En ce qui concerne les différences qui existent, nous ferions bien de résister à la tentation de chercher sans réfléchir des explications biologiques [3]. Comme l’a dit Hyde à un journaliste il y a quelques années, “on n’entend jamais un bon neuroscientifique moderne dire que le cerveau est câblé” pour les différences de genre. En effet, les scientifiques qui ont étudié les scintigraphies cérébrales rapportent qu’il est erroné de parler de cerveaux masculins et de cerveaux féminins [4]. Pourtant, de nombreux consultants continuent de le faire et conseillent aux éducateurs d’enseigner aux garçons et aux filles différemment (voire séparément) en fonction de cette erreur.

Rien de tout cela ne doit être interprété comme un déni de nos fondements biologiques. Il ne peut y avoir aucun esprit, pas de soi, sans cerveau. Mais nous sommes des êtres sociaux complexes et conscients de nous-mêmes, et une étude de notre fonctionnement, de l’apprentissage, de la planification et de l’interaction entre nous ne peut être réduite à des structures et à des processus biologiques. Un compte rendu sur les sciences naturelles peut compléter, mais ne remplace pas ou englober d’autres manières de donner un sens à la vie humaine.

REMARQUES

1. Il est au moins aussi probable qu’une troisième variable – la même qui prédit à la fois les vacances de ski et les admissions à l’université – explique les scores plus élevés d’une part, et la fréquentation des cours ou des écoles où davantage de devoirs sont attribués. Même en dehors de l’absence de preuve d’un lien de causalité, cette corrélation particulière fournit peu de soutien aux devoirs. Tout d’abord, notons que nous ne parlons pas d’une amélioration de la compréhension, mais simplement de meilleurs scores aux tests standardisés (qui, comme beaucoup d’autres, ont mesuré ce qui compte le moins, intellectuellement parlant). Deuxièmement, la corrélation est assez modeste. Une heure ou plus de devoirs chaque soir est associée, au mieux, avec seulement quelques points supplémentaires sur un test. Troisièmement, même cette corrélation peu impressionnante disparaît lorsque d’autres variables, telles que la motivation des élèves et la qualité de l’enseignement, sont maintenues constantes. Quatrièmement, tout cela ne concerne que le lycée. Pour les plus jeunes, il n’y a aucune corrélation entre les devoirs et les notes, ou du moins pas une corrélation positive. (J’ai passé en revue la recherche pertinente à ces questions dans un livre intitulé The Homework Myth .)
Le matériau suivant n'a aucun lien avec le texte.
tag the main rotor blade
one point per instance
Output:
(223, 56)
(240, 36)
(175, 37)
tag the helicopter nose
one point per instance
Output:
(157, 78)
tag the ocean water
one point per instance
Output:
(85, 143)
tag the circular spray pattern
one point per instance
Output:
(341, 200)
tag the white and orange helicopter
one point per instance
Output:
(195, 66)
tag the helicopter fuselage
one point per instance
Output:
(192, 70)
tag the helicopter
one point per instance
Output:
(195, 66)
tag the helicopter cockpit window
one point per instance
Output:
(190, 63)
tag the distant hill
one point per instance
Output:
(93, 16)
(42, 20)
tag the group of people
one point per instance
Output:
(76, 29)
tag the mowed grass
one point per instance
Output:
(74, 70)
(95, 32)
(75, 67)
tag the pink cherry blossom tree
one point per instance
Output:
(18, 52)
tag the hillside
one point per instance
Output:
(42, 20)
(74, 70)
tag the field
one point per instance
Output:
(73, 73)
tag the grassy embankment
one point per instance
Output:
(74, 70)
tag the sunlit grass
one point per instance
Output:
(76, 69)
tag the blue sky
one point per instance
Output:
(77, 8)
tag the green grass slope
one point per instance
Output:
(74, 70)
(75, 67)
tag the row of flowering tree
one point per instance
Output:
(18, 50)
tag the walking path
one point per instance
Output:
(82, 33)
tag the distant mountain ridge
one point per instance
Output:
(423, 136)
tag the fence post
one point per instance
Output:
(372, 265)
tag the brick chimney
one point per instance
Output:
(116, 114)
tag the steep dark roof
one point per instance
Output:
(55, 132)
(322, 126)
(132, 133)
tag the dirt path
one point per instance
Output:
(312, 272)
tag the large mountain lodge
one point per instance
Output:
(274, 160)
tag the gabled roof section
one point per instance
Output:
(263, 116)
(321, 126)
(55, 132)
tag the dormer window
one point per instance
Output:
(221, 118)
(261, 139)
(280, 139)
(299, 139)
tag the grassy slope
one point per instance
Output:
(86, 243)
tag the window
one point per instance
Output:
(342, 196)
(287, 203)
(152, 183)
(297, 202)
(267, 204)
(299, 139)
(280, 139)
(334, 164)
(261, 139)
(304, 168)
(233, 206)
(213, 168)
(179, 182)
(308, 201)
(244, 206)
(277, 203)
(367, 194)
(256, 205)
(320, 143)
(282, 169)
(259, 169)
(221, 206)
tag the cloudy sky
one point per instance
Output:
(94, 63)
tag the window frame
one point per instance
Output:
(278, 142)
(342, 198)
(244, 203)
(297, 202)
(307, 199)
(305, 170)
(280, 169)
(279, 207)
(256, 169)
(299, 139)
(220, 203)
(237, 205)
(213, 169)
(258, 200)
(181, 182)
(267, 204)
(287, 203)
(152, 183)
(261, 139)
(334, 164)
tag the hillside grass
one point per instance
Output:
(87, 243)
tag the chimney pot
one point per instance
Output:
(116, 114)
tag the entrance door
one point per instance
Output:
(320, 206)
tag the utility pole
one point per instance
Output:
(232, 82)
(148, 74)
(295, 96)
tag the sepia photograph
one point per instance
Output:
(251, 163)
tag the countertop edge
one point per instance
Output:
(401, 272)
2. Après des décennies passées à faire des recherches sur le sujet, L. Alan Sroufe, professeur émérite de psychologie de l’enfant à l’Université du Minnesota, reste un sceptique quant au déterminisme biologique qui est devenu la sagesse conventionnelle du TDAH. (J’ai d’abord appris le travail de Sroufe quand j’ai écrit sur ce sujet pour The Atlantic il y a près de 30 ans.) “Y a-t-il des aspects du fonctionnement du cerveau associés aux problèmes d’attention de l’enfance? La réponse est toujours oui “, a-t-il écrit dans le New York Times . “Il est très probable que les anomalies cérébrales et les [problèmes de déficit d’attention] résultent de l’expérience.”

3. Les premières recherches ont montré que seuls les taux d’épinéphrine et de cortisol des hommes augmentaient en réponse aux pressions exercées sur le travail – juste le genre de résultat que les traditionalistes aiment citer comme preuve des différences de genre d’origine biologique. Mais lorsque les scientifiques ont vérifié à nouveau quelques décennies plus tard, quand il était plus facile de trouver des exemples de femmes occupant des emplois stressants et à statut élevé, il s’est avéré que leur taux d’hormones augmentait également. Apparemment, le facteur décisif a toujours été le travail, pas le nombre de chromosomes X.

4. Quelques ressources sur ce sujet: Les délires de genre de Cordelia Fine (Norton, 2011); Le cerveau rose de Lise Eliot , Blue Brain (Houghton Mifflin, 2009); et la même différence entre Rosalind Barnett et Caryl Rivers (Basic, 2005).